Peter MacOwan (14 November 1830 in Hull, England – 30 November 1909 in Uitenhage, Cape Province) was a British colonial botanist and teacher in South Africa.

==Early life and education==
He was the son of Peter McOwan, a Wesleyan minister from Scotland. After finishing school, he taught at Bath, Colchester, and Leeds, and in 1857 taught chemistry at the Huddersfield College Laboratory. That same year he graduated in chemistry from the University of London, becoming professor of chemistry at Huddersfield.

==Botanical work==
The year before, he married Amelia Day from Bristol. A severe lung condition, possibly asthma, caused him to move to South Africa and take up the post of principal at the newly established Shaw College in Grahamstown. His health rapidly improved and leaving chemistry behind he resumed studying botany in which he had become interested while still in England, having started a collection of flowers and mosses. This interest was furthered by his association with Dr William Guybon Atherstone, Henry Hutton and Mrs. F. W. Barber. He entered into a fruitful exchange of specimens and correspondence with Asa Gray of the States, Sir William Hooker of Kew and with Harvey and Sonder who were working on the Flora Capensis. Finding it a drain on his own time to supply duplicates to overseas collectors, he formed the South African Botanical Exchange Society, which brought together a large number of amateur botanists. By 1868, roughly 9000 duplicates had been sent abroad, for which in return they received specimens from Europe, North America and Australia. With Harry Bolus he issued the exsiccata Herbarium normale Austro-africanum conflaverunt Macowan & Bolus (1882 - ?1894), followed up by the specimen series Herbarium Austro-africanum continuavit Macowan(1894 - ?1899). His contributions are acknowledged in the introductions to Flora Capensis. He assisted Atherstone and HG Galpin in confirming in 1867 that the Hopetown or Eureka Diamond was indeed a diamond.

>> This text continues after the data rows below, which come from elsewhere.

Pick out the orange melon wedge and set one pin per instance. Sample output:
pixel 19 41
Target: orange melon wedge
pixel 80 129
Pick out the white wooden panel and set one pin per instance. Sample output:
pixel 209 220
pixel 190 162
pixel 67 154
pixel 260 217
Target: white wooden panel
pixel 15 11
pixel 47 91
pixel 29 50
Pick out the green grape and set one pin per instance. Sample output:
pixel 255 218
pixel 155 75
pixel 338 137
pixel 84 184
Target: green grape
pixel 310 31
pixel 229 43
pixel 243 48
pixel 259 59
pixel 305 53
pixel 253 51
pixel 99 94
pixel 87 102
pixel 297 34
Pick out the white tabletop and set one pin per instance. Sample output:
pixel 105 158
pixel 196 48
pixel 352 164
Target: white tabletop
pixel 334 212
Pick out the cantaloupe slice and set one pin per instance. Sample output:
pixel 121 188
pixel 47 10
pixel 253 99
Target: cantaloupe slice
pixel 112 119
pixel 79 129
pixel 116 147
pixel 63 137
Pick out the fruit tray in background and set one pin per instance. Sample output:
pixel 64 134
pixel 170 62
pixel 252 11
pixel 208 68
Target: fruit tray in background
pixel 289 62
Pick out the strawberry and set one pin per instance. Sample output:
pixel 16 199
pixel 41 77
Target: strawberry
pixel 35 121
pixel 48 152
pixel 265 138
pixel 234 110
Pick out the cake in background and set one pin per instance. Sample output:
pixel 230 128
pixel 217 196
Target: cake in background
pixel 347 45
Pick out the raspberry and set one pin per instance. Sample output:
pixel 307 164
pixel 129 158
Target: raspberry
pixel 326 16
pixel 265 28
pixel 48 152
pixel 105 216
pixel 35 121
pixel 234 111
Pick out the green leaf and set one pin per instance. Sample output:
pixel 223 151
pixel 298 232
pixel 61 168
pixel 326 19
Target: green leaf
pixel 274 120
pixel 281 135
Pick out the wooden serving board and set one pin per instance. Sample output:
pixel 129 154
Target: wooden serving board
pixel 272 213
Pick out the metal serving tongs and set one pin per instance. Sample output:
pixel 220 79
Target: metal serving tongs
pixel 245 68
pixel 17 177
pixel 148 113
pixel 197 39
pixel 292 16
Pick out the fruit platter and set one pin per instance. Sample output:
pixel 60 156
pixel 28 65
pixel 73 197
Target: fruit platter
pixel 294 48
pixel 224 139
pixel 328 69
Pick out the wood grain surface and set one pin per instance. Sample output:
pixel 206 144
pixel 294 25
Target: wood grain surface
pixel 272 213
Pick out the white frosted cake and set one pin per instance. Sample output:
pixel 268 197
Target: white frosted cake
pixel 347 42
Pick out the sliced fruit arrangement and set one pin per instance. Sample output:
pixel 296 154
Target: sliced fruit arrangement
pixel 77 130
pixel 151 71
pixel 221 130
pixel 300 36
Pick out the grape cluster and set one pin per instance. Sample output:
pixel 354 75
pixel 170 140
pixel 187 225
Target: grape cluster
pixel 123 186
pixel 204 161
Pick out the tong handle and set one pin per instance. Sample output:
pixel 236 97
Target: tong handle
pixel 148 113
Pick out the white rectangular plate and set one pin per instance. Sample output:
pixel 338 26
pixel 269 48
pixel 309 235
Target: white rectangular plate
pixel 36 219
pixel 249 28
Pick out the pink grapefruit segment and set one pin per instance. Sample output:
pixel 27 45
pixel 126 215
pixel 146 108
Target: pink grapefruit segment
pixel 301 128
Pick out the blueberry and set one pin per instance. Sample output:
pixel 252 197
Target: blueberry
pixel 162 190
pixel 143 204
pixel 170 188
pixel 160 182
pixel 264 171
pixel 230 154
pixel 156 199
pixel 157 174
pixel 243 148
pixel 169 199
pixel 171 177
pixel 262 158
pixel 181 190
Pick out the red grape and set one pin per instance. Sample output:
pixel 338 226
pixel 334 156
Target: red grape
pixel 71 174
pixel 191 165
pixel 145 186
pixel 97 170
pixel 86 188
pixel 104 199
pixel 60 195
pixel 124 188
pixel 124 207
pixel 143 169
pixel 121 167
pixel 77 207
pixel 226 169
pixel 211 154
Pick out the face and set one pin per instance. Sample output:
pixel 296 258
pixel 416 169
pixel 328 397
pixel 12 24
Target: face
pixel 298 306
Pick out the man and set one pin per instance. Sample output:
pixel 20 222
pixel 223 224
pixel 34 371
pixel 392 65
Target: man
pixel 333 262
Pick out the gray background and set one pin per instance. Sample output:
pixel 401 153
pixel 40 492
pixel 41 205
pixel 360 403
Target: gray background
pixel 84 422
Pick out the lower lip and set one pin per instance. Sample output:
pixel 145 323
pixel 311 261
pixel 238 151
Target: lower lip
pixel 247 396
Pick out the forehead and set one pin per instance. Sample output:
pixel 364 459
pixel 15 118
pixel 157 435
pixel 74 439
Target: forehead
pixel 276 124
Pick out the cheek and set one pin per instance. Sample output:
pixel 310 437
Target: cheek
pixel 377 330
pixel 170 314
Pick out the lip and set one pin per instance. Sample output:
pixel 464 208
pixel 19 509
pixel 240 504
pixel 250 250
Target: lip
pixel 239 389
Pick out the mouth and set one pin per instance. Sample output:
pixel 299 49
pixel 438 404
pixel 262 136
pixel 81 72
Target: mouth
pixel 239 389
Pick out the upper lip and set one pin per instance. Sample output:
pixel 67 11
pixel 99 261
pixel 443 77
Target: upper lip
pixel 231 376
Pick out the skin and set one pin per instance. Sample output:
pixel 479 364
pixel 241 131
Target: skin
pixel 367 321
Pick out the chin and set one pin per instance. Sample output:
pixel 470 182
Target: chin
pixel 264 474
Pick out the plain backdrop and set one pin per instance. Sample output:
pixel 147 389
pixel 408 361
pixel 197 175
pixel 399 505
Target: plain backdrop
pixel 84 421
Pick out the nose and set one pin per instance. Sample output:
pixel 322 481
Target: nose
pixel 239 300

Eventually he became head of natural sciences and Rector at Gill College, Somerset East, South Africa and then later director of the Cape Town Botanical Garden. During his time in Cape Town he collated specimens that Henry Flanagan from Kouga sent him. He was also the curator of the Cape Government Herbarium.

Peter MacOwan's daughter Flora married Selmar Schonland in 1896; Peter is the grandfather of Basil Schonland.

Plant pathology as a science in South Africa formally began in 1887 with MacOwan's appointment as the consultant in economic botany to the Cape Government.

==Publications==
- Pillans, Charles Eustace (1896). "Manual of practical orchardwork at the Cape"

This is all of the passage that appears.